La scène qui suivit défie la description. Tous
étaient émus, tous pleuraient ; les prisonniers
s'unissaient tous dans ce conflit d'émotions nouvelles.
Sébastien se vit entouré d'un groupe d'hommes et
de femmes touchés par la grâce, adoucis par son
influence, et subjugués par son pouvoir ; cependant tout
était perdu si un seul d'entre eux restait en
arrière. Il vit le péril imminent, non pour lui,
mais pour l'église, si on venait subitement à tout
découvrir, et aussi pour ces âmes incertaines sur
le seuil de l'éternité. Les uns s'attachaient
à ses pas ; les autres embrassaient ses genoux ou
baisaient ses pieds, le prenant sans doute pour cet esprit de
paix qui apparut à Pierre dans sa prison, à
Jérusalem.
Deux seulement restaient silencieux. Nicostrate était
ému peut-être, mais non gagné. Son cœur
était remué ; mais ses convictions restaient
inébranlables. Zoé, sa femme, à genoux
devant Sébastien, les bras étendus, le regardait
silencieusement et d'un air suppliant.
«Allons, Sébastien, dit le gardien des archives,
car tel était l'emploi de Nicostrate, il est temps que
vous vous éloigniez. Je ne puis qu'admirer la
sincérité de votre foi et la
générosité de votre cœur, qui vous font
agir ainsi, et qui entraînent ces jeunes gens à la
mort ; mais mon devoir est impérieux, et doit vaincre mes
propres sentiments.
- Ne croyez-vous donc pas avec les autres ? - Non,
Sébastien, je ne cède pas si facilement ; il me
faut d'autres preuves que celles de votre vertu.
- Oh ! parlez-lui, vous ! dit Sébastien à
Zoé, parlez-lui, femme fidèle, parlez au cœur de
votre époux ; je suis sûr de ne pas me tromper en
disant que vos regards annoncent que vous, au moins, vous
croyez.»
Zoé cacha sa figure dans ses mains, et fondit en
larmes.
«Vous avez mis la main sur la plaie, Sébastien,
dit son mari : ne savez-vous pas qu'elle est muette ?
- Je l'ignorais, noble Nicostrate ; car elle pouvait parler
lorsque je la vis en Asie pour la dernière fois.

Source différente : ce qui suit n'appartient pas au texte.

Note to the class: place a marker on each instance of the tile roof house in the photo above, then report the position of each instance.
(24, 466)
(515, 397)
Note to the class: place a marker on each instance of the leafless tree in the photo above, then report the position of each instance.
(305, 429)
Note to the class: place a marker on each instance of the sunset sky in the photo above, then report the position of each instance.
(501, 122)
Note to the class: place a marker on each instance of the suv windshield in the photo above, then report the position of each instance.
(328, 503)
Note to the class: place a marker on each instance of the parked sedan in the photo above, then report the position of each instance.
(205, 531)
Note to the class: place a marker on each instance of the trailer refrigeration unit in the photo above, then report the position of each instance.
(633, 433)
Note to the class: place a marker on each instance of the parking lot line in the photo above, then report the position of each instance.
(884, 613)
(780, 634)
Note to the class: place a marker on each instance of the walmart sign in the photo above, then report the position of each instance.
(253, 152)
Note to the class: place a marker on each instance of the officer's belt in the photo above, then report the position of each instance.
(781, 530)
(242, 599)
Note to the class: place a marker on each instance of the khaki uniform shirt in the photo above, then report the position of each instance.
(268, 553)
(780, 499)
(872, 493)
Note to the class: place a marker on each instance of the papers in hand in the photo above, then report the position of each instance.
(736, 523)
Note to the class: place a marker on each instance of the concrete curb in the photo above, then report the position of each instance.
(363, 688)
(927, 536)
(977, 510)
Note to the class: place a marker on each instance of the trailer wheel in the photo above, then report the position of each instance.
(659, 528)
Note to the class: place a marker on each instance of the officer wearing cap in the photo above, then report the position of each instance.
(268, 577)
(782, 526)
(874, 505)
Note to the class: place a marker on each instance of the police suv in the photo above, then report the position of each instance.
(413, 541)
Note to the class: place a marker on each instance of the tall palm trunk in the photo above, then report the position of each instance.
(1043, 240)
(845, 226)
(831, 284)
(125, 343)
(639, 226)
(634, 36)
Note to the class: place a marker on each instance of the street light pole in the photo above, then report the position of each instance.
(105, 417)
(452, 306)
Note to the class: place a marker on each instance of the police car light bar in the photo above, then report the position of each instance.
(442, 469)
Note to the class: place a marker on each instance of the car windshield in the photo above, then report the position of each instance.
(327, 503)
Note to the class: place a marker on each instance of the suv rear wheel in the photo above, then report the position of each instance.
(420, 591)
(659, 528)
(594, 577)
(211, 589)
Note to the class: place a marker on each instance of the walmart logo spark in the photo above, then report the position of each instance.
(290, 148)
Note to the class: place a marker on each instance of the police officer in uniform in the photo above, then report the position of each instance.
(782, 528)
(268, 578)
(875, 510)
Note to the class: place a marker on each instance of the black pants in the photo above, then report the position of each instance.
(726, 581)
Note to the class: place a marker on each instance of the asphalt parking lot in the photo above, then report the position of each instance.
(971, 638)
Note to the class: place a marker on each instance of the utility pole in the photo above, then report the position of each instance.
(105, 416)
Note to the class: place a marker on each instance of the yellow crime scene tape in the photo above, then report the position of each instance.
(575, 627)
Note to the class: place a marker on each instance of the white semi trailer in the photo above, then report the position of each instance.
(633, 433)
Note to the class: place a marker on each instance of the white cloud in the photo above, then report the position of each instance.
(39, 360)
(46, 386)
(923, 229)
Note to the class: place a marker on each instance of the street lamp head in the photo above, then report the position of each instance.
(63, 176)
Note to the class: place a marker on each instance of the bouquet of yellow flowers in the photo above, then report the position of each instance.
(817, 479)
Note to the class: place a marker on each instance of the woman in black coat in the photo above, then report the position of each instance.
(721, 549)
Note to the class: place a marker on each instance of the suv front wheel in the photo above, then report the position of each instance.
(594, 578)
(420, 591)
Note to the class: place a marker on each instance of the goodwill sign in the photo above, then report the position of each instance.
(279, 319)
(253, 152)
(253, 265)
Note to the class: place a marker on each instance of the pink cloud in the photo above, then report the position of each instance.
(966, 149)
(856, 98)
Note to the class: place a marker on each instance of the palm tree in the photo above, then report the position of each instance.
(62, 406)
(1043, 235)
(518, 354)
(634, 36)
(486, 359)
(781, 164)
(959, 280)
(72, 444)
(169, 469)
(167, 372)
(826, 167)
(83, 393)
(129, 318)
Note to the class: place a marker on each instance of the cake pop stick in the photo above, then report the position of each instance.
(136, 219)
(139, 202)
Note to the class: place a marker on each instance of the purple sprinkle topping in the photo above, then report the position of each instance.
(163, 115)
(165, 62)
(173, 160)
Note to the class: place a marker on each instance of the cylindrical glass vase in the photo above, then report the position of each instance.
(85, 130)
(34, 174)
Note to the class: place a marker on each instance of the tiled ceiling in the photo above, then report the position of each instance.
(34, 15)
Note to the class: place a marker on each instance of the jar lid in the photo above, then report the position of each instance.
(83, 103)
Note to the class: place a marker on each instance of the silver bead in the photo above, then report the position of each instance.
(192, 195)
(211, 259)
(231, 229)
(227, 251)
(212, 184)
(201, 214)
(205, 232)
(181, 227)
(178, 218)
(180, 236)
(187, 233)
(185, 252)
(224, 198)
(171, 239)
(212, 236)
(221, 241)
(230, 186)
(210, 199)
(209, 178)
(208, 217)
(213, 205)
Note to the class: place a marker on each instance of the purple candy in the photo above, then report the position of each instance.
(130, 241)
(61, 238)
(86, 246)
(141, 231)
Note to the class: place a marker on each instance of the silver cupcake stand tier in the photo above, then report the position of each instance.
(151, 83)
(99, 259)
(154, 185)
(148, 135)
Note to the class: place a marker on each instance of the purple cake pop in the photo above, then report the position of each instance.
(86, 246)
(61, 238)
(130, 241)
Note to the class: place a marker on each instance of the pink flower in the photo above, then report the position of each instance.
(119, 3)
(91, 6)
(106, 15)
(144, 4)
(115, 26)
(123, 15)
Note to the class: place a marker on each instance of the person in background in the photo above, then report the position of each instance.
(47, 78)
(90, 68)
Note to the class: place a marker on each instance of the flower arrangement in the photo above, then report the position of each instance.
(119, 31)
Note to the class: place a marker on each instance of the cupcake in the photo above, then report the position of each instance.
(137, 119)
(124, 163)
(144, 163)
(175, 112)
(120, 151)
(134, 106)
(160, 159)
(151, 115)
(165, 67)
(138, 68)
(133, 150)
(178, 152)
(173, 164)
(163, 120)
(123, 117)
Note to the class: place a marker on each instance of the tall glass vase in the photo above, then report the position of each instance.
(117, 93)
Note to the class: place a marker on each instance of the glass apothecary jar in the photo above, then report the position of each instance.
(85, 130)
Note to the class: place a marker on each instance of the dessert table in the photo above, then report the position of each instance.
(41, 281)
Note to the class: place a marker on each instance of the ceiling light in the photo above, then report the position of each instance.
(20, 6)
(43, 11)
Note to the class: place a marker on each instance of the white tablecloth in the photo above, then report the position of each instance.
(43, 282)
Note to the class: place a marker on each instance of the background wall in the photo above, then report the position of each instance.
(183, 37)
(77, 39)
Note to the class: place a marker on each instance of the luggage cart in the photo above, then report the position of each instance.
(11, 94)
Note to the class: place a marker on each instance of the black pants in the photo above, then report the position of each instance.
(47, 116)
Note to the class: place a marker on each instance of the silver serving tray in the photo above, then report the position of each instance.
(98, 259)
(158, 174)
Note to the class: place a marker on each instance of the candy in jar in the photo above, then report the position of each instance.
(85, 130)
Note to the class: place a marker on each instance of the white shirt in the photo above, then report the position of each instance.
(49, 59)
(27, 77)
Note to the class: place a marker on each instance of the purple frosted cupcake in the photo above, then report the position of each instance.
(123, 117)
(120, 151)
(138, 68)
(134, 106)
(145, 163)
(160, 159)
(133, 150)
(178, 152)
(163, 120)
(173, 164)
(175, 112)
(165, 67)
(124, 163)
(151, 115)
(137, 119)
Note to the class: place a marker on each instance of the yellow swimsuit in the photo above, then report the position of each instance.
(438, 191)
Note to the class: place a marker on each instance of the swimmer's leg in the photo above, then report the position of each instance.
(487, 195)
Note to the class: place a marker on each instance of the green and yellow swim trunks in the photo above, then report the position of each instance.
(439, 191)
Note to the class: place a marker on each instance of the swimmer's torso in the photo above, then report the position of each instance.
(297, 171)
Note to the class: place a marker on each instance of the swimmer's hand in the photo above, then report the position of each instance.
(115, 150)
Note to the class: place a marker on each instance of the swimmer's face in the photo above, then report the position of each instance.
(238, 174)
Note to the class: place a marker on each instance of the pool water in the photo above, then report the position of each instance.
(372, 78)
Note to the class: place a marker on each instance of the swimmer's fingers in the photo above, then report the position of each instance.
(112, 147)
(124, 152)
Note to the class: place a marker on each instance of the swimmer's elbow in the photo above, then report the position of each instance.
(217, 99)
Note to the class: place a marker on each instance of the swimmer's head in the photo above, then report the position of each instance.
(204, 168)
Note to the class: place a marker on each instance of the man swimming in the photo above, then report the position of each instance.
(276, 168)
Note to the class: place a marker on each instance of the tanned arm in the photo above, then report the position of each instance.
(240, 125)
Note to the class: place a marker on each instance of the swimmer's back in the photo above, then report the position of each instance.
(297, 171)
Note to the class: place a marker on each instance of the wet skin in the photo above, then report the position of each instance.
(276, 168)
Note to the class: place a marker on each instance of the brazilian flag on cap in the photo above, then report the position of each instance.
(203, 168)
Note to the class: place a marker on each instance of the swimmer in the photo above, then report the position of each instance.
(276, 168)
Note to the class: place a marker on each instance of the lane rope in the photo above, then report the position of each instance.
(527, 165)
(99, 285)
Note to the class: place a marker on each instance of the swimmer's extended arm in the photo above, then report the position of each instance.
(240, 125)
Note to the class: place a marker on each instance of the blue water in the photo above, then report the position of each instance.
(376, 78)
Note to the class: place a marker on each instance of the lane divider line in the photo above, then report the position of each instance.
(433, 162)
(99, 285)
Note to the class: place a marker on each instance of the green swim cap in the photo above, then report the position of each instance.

- Depuis six ans, répondit-il d'une voix émue, sa
langue, jadis si éloquente, est paralysée, et n'a
jamais articulé une seule parole.»
Sébastien resta silencieux pendant un instant ; puis
tout à coup il étendit les bras, comme le
faisaient toujours les chrétiens en prière,
éleva ses yeux vers le ciel, et s'écria avec
transport :
«0 Dieu, Père de Notre-Seigneur
Jésus-Christ, daignez achever vous-même l'oeuvre
que vous avez entreprise. Montrez votre puissance, dont nous
éprouvons le besoin. Confiez-la aujourd'hui au plus
faible, au plus misérable instrument. Malgré mon
indignité, laissez-moi brandir l'épée de
votre croix victorieuse, afin que les esprits des
ténèbres fuient à son aspect, et que tous
mes frères soient sauvés par elle ! Zoé,
levez encore les yeux vers moi.
Tout le monde gardait le plus profond silence ; Sébastien, après une courte prière
intérieure, fit le signe de la croix, avec la main
droite, sur la bouche de la muette, en disant : «Parlez,
Zoé ; croyez-vous ?
- Je crois en Notre-Seigneur Jésus-Christ,»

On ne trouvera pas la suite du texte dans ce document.